Today’s mindful money moment is a short one, but I think an important one. It’s about the idea of being ready. 

Being ready is a decision. It’s not an emotion or a feeling. Feelings and emotions, such as anger, sadness, joy… those are conscious mental reactions that often have a physiological connection. We smile when we’re happy. We might ball our fists or feel tightness in our shoulders when we’re angry. 

Many of us are looking to feel ready before we take action on our financial dreams. But because ready isn’t a feeling or an emotion, we will never actually feel ready. We can only decide we are ready.

So what does it take to decide? How do we know that we are ready?

Well, that’s going to be pretty unique to each person, but here’s a few clues.

Ready requires a balance of ingredients, like a good cocktail or recipe. To decide you are ready, you might need to know you have the right resources and timing to move forward, or at least a desire to seek out the resources. 
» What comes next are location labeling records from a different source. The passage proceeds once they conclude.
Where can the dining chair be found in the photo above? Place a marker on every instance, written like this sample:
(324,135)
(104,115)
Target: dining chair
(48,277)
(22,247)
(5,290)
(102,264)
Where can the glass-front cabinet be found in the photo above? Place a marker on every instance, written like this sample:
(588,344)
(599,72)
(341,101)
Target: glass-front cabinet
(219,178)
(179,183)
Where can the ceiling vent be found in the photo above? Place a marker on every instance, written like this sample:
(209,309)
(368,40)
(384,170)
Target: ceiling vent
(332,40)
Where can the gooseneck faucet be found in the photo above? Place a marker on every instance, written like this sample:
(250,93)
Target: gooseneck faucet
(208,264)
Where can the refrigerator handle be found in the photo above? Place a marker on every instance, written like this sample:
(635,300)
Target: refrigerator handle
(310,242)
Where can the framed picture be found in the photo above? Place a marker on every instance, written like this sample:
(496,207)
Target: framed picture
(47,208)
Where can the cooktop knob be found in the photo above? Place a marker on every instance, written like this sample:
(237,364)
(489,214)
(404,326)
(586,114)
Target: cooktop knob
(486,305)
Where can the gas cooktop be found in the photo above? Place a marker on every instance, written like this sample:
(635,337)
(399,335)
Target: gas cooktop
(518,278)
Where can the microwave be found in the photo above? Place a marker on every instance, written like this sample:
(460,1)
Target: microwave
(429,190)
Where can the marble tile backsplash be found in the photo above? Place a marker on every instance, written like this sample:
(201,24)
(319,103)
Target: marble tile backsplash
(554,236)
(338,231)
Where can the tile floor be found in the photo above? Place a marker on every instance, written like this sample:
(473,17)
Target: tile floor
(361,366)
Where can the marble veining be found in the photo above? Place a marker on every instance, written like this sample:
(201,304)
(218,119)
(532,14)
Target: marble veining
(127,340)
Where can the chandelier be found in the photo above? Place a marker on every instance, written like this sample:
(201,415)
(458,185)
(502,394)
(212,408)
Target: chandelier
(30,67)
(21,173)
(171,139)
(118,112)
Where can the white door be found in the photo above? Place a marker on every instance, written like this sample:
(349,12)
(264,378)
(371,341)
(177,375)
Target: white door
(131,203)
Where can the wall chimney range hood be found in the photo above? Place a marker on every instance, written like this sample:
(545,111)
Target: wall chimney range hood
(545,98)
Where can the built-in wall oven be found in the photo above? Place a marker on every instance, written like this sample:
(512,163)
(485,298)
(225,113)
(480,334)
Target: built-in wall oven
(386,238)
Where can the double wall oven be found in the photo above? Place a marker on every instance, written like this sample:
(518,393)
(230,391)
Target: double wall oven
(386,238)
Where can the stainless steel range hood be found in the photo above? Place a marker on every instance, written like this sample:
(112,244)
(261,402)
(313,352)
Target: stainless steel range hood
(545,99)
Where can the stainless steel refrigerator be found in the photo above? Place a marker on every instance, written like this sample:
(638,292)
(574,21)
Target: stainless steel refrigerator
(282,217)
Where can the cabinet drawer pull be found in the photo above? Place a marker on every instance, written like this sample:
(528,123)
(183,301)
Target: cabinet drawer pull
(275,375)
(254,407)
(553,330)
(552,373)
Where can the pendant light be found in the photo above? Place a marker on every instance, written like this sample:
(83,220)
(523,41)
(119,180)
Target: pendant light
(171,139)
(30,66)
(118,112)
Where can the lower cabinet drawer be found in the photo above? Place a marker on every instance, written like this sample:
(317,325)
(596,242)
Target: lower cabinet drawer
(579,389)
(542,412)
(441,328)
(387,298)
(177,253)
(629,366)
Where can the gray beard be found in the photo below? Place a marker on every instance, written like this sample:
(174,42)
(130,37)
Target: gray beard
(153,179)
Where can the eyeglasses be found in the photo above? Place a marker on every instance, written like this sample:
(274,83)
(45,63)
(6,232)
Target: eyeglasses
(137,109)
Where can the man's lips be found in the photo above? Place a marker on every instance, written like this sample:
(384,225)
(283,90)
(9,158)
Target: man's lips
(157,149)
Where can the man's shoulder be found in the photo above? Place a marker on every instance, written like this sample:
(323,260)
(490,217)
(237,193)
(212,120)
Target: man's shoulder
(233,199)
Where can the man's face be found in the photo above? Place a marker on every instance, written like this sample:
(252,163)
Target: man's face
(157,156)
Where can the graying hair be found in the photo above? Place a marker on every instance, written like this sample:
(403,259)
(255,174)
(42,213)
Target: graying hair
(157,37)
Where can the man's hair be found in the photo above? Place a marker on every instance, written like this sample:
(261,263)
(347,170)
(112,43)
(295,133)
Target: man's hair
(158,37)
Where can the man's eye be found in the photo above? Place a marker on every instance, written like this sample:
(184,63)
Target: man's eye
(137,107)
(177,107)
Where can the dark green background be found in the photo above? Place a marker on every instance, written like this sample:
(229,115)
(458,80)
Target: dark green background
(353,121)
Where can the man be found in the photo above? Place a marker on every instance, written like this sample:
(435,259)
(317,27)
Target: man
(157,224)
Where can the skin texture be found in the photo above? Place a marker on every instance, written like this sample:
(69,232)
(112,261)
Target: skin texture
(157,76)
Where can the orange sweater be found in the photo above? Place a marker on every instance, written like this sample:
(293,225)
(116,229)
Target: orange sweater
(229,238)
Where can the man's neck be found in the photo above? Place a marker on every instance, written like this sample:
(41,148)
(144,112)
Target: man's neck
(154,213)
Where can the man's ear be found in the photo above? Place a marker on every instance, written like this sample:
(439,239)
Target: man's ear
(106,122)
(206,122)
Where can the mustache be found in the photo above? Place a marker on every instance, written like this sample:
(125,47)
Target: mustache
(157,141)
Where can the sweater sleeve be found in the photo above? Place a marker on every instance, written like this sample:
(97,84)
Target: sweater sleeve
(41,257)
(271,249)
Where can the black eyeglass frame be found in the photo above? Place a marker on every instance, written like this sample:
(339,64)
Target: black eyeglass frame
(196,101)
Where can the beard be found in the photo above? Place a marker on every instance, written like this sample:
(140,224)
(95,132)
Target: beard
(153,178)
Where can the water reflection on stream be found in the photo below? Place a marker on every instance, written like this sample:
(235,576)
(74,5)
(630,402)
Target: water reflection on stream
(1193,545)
You probably need some enthusiasm, and maybe consent to take action (whether that be your own consent or someone else’s.) Readiness might require skills or capacity, or at least the willingness to learn some new skills. 

But perhaps the most important, and maybe the hardest for us to be totally honest about, is that you have to want to. Deciding that you’re ready really takes having the desire to take action. And that desire has to be strong enough to sustain beyond the first step. 

The moment I decided to tackle my debt and stop ignoring it, nothing external had changed. There was no dramatic phone call from the bank telling me to pay up. There was no one nagging me or trying to convince me this was a problem. And I certainly didn’t have any new knowledge from one day to the next. In fact, I probably could have kept right on going with my debt.

What changed was that I decided I was ready. I had a deep desire. I had a willingness to learn. And I had just enough time, energy, and motivation to really give it a go. 

So this is what I leave you with today my friend. Maybe a certain money goal has been rolling around in your head for a while but you haven’t taken action on it, or someone else has told you should be working toward a specific goal. Whatever it is, stop looking for the feeling of being ready.

Instead, I invite you to look at your goal at be able to say one of three things:

  1. I have decided that this goal isn’t right for me
  2. I have decided that I’m not ready for that goal quite yet, or
  3. I have decided that I am ready.

Declaring that you’ve made a decision is powerful, because decisions mean ownership. They mean accountability. And it’s okay if the decision is no, or not yet! What matters is that when you are ready to say yes, it’s with your full chest.

That’s all for today. Thank you for listening, and friend, I am so proud of you.